78 Mr. Justice CLARK, dissenting, continued ...

85 While ambiguity prevents exactness (and there is 'vice in vagueness' the majority reminds), the sweep of the opinion seems to be that 'preliminary control' of the Committee must be exercised.

The Court says a witness' protected freedoms cannot 'be placed in danger in the absence of a clear determination by the House or the Senate that a particular inquiry is justified by a specific legislative need.'

Frankly I do not see how any such procedure as 'preliminary control' can be effected in either House of the Congress.

What will be controlled preliminarily?

The plans of the investigation, the necessity of calling certain witnesses, the questions to be asked, the details of subpoenas duces tecum, etc?

As it is now, Congress is hard pressed to find sufficient time to fully debate and adopt all needed legislation.

The Court asserts that 'the Congress has practically abandoned its original practice of utilizing the coercive sanction of contempt proceedings at the bar of the House.'

This was to be expected.

It may be that back in the twenties and thirties Congress could spare the time to conduct contempt hearings, but that appears impossible now.

The Court places a greater burden in the conduct of contempt cases before the courts than it does before 'the bar of the House.'

It cites with approval cases of contempt tried before a House of the Congress where no more safeguards were present than we find here.

In contempt prosecutions before a court, however, the majority places an investigative hearing on a par with a criminal trial, requiring that 'knowledge of the subject to which the interrogation is deemed pertinent * * * must be available (to the witness) with same degree of explicitness and clarity that the Due Process Clause requires in the expression of any element of a criminal offense.'

I know of no such claim ever being made before.

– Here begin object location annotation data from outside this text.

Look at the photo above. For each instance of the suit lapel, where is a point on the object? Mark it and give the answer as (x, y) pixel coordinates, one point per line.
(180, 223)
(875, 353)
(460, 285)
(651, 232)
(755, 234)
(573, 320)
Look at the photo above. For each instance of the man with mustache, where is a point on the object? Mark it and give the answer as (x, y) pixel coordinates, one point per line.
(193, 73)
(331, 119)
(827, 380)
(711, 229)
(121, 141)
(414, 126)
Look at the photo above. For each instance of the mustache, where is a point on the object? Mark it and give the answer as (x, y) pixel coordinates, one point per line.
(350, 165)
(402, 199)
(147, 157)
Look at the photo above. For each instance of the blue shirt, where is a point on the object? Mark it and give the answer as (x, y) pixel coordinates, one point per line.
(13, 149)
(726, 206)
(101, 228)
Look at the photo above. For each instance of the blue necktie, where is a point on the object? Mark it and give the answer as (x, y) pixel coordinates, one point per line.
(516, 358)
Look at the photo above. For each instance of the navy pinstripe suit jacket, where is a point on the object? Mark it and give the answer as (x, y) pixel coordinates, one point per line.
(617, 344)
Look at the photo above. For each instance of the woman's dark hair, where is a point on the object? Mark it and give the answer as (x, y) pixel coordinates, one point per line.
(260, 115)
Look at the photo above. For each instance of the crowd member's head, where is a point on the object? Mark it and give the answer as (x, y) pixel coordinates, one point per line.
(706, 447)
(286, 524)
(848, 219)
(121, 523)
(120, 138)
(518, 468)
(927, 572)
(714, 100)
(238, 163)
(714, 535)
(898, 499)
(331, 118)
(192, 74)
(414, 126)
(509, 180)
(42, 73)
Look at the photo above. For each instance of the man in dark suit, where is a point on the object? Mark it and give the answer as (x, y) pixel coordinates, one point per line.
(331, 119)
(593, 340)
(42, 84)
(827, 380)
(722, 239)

Such a requirement has never been thought applicable to investigations and is wholly out of place when related to the informing function of the Congress. See Frankfurter, Hands Off The Investigations, 38 New Republic, May 21, 1924, p. 329, 65 Cong.Rec. 9080—9082.

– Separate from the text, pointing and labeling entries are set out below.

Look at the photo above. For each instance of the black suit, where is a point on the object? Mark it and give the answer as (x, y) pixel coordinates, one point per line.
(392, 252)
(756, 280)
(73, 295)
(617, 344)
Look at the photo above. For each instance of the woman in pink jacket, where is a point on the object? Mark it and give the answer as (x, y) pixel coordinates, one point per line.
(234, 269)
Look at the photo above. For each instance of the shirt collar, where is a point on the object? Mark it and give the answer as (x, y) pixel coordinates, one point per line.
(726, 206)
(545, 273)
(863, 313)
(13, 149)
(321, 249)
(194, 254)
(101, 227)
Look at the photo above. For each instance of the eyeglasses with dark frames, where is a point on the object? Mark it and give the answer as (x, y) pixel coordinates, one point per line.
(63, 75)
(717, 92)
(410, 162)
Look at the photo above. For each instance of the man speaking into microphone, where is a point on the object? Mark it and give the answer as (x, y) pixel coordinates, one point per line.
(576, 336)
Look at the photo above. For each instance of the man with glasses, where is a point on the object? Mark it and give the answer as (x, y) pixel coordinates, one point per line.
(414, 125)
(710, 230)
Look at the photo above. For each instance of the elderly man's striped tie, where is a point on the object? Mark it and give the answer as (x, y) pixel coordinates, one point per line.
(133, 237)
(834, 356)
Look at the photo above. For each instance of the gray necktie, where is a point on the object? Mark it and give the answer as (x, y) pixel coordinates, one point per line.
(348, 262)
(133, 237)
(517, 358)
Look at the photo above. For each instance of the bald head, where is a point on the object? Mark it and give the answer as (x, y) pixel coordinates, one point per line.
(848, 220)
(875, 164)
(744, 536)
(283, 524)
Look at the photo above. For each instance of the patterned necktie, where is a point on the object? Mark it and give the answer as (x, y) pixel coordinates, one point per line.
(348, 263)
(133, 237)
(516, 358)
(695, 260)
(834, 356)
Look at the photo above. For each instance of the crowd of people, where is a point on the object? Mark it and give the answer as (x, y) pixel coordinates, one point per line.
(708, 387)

The Congress does not have the facts at the time of the investigation for it is the facts that are being sought.

In a criminal trial the investigation has been completed and all of the facts are at hand.

The informing function of the Congress is in effect 'a study by the government of circumstances which seem to call for study in the public interest.' See Black, Inside a Senate Investigation, 172 Harper's Magazine, Feb. 1936, pp. 275, 278.

In the conduct of such a proceeding it is impossible to be as explicit and exact as in a criminal prosecution.

If the Court is saying that its new rule does not apply to contempt cases tried before the bar of the House affected, it may well lead to trial of all contempt cases before the bar of the whole House in order to avoid the restrictions of the rule.

But this will not promote the result desired by the majority.

Summary treatment, at best, could be provided before the whole House because of the time factor, and such treatment would necessarily deprive the witness of many of the safeguards in the present procedures.

On review here the majority might then find fault with that procedure.